Mosaiksteine wider das Vergessen
Ein Buch erinnert an Schicksale im Holocaust. Auf vier Seiten erzählt Michael Schwarz darin von seiner Mutter.
Burscheid/Wermelskirchen. Die Lebensleistung seiner Mutter habe er immer bewundert, sagt Michael Schwarz. Mit 15 Jahren nahm die gebürtige Berlinerin Gerda Tirza Lindemann 1935 Abschied von ihrer Mutter und brach nach Palästina auf. Möglich wurde die Ausreise durch die wenige Jahre zuvor gegründete Hilfsorganisation Jugend-Aliyah, die jüdische Kinder und Jugendliche vor der nationalsozialistischen Bedrohung rettete. In dem Buch "Zwischen Glück und Grauen" erinnert der Burscheider Ratsherr auf vier Seiten an den Lebensweg seiner Mutter.
Autorin des Buches ist die Wermelskirchener Lehrerin und Fotokünstlerin Marie-Louise Lichtenberg (58).

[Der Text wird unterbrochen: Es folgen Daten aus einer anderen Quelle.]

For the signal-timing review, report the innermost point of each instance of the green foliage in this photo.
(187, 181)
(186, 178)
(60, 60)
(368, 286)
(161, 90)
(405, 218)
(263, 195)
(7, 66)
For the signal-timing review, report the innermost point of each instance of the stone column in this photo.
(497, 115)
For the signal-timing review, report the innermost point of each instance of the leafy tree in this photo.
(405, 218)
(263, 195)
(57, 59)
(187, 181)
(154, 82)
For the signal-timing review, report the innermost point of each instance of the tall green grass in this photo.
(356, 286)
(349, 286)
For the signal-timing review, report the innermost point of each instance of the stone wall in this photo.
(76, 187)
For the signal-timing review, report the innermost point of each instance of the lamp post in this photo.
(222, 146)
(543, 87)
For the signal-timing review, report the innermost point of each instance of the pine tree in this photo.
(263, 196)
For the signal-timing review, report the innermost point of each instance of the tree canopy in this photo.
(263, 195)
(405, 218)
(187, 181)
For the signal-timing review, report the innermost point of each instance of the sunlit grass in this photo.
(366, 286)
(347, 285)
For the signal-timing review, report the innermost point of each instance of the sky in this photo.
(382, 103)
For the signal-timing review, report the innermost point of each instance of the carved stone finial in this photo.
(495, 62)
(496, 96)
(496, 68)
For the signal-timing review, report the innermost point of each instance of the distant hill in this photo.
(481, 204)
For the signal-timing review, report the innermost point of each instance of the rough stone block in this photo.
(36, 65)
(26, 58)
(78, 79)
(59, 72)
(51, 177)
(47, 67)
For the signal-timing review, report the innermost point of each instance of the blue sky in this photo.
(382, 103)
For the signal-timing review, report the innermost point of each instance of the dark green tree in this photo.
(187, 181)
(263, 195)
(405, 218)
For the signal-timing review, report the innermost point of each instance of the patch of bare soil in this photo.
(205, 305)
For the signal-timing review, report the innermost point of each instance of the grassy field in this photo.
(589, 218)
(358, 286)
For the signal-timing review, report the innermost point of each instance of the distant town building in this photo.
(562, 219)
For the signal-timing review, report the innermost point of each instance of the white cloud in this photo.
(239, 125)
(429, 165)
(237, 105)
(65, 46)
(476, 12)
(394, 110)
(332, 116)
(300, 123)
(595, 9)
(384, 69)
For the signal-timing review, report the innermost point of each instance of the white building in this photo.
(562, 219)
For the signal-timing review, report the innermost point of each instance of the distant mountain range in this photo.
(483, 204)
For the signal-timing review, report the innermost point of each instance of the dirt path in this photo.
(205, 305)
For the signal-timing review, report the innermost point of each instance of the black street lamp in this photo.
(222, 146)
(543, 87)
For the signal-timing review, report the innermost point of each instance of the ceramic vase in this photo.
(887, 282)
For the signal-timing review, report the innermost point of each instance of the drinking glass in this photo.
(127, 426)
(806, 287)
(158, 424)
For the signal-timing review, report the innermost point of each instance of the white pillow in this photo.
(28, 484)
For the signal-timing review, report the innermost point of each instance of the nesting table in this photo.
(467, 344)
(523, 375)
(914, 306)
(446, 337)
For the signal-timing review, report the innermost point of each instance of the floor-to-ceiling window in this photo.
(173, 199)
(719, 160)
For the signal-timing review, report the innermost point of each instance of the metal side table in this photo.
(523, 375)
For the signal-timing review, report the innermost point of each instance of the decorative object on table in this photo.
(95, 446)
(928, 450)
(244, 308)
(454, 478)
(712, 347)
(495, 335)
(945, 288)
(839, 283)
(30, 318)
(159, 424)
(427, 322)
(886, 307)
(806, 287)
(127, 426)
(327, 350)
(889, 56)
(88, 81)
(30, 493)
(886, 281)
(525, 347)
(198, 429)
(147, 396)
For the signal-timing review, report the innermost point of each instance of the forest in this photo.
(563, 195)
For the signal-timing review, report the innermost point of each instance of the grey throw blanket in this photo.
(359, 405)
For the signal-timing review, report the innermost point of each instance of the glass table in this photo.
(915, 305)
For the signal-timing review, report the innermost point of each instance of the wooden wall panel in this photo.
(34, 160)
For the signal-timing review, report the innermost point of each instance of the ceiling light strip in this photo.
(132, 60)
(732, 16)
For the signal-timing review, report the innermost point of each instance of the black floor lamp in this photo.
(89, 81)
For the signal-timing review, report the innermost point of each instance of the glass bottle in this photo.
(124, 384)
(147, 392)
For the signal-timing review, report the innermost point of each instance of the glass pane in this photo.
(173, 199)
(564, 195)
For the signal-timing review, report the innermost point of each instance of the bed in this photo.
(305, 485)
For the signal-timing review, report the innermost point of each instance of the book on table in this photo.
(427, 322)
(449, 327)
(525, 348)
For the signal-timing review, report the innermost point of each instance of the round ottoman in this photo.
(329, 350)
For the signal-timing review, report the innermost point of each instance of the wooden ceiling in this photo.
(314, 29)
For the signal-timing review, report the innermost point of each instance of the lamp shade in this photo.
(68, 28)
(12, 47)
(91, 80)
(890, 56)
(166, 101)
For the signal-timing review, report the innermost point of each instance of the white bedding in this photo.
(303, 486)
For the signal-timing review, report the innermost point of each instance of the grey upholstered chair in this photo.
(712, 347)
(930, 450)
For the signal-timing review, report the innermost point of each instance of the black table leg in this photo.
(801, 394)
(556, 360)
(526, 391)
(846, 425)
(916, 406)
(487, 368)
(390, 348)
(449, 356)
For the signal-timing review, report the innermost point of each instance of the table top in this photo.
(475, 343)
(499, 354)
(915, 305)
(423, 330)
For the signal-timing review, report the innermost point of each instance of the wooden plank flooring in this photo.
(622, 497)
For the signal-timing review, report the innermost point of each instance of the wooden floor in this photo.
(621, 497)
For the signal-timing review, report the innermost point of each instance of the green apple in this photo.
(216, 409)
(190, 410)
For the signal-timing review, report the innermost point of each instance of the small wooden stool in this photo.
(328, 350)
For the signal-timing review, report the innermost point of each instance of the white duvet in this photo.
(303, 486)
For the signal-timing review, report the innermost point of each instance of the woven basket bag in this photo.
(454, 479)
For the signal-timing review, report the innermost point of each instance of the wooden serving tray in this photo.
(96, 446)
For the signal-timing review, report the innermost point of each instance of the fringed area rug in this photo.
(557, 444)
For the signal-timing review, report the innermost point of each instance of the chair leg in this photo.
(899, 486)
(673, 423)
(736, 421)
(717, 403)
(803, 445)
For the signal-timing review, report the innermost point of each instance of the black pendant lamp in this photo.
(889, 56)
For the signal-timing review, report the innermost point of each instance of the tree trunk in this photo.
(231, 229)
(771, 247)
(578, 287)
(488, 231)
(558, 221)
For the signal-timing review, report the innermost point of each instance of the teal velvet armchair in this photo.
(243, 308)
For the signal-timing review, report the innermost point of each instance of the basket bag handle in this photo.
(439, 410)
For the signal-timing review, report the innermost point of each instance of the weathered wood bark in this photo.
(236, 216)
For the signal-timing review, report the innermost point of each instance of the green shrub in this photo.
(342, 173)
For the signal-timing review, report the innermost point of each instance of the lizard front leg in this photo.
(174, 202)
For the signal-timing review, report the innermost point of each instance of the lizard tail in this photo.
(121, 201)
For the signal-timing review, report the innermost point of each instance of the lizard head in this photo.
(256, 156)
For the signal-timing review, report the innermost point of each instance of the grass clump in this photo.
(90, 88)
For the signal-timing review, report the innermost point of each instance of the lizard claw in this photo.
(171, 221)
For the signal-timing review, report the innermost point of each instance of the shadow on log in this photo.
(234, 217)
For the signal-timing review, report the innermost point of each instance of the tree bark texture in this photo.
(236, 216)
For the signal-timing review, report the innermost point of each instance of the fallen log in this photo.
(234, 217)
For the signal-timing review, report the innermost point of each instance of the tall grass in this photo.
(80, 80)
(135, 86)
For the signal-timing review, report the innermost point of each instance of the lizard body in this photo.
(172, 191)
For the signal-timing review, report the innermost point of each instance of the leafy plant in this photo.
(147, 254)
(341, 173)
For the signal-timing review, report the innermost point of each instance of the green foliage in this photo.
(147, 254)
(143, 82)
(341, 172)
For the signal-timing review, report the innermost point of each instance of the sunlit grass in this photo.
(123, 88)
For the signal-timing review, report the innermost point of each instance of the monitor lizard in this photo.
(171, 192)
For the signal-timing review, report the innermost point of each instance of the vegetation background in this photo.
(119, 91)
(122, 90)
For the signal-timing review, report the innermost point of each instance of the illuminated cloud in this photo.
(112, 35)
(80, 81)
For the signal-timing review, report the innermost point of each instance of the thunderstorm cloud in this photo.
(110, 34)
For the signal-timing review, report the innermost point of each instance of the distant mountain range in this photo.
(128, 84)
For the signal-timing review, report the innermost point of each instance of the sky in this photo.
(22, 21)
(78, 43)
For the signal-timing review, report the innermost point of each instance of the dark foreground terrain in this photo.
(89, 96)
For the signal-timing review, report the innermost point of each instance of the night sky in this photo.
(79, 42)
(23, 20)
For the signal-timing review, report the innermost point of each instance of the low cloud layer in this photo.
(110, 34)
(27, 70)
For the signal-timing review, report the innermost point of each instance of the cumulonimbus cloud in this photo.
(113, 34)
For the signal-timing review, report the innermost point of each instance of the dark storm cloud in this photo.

Sie hatte Schwarz am Rande seines Georg-Kreisler-Abends zur Eröffnung der Buchhandlung Hentschel kennengelernt. Im September 2007 besuchte sie ihn in seinem Haus am Markt und ließ sich die mütterliche Geschichte erzählen.
In dem 332 Seiten starken Buch ist dieses Leben nur ein Mosaikstein. Dass Gerda Lindemann beim Abschied in Berlin ihre Mutter zum letzten Mal sah, dass diese später in Auschwitz ermordet wurde, dass die Familie Schwarz dennoch bereits 1952 wieder nach Deutschland zurückkehrte, das wird in nüchternen Sätzen erzählt, hinter denen sich genug Stoff für ein eigenes Buch verbergen würde.
Aber das Schlaglichtartige der geschilderten Schicksale gefällt Michael Schwarz gerade gut: "Ich empfinde das Buch wie die Stolpersteine", zieht er einen Vergleich zu der Aktion des Kölner Bildhauers Gunter Demnig. Er freue sich über das Buchprojekt, "weil es eines von vielen Erinnerungsstücken ist, die das Vergessen möglicherweise verhindern".
Er selbst sagt über seine Auseinandersetzung mit den Auswirkungen des Holocaust auf sein Leben: "Mehr damit beschäftigen, als ich es getan habe, kann man nicht. Das hast mich geprägt." Der Wunsch des früheren Vorsitzenden des Zentralrats der Juden, Ignatz Bubis, nach jüdischer Normalität in Deutschland sei aber noch nicht erreicht: "Egal was Juden leisten, ihre Religion wird immer mitgenannt." Das sei bei keiner anderen Religion der Fall.
Die Initialzündung für das Buchprojekt liegt vier Jahre zurück. Im Sommer 2006 war Marie-Louise Lichtenberg zum ersten Mal in Auschwitz. "Das hat mich so erschüttert, dass gleich klar war: Da darf nichts in Vergessenheit geraten", sagt sie.
In ihrer Freizeit fuhr sie zu Menschen in Deutschland und Europa, die die Nazi-Diktatur erlitten und überlebt hatten. Gespräche wurden geführt, Porträtaufnahmen gemacht. Die Kamera erleichterte den Zugang zu den Menschen oft nicht, im Gegenteil.
Der Münchner Verlag hat das Buch in einer Auflage von zunächst 1.000 Exemplaren gedruckt. Die parallele Ausstellung zeigt 36 Aufnahmen, davon 26 Porträts. Am Freitagabend wurde im Wermelskirchener Rathaus die Eröffnung gefeiert. Michael Schwarz war einer unter den Gästen.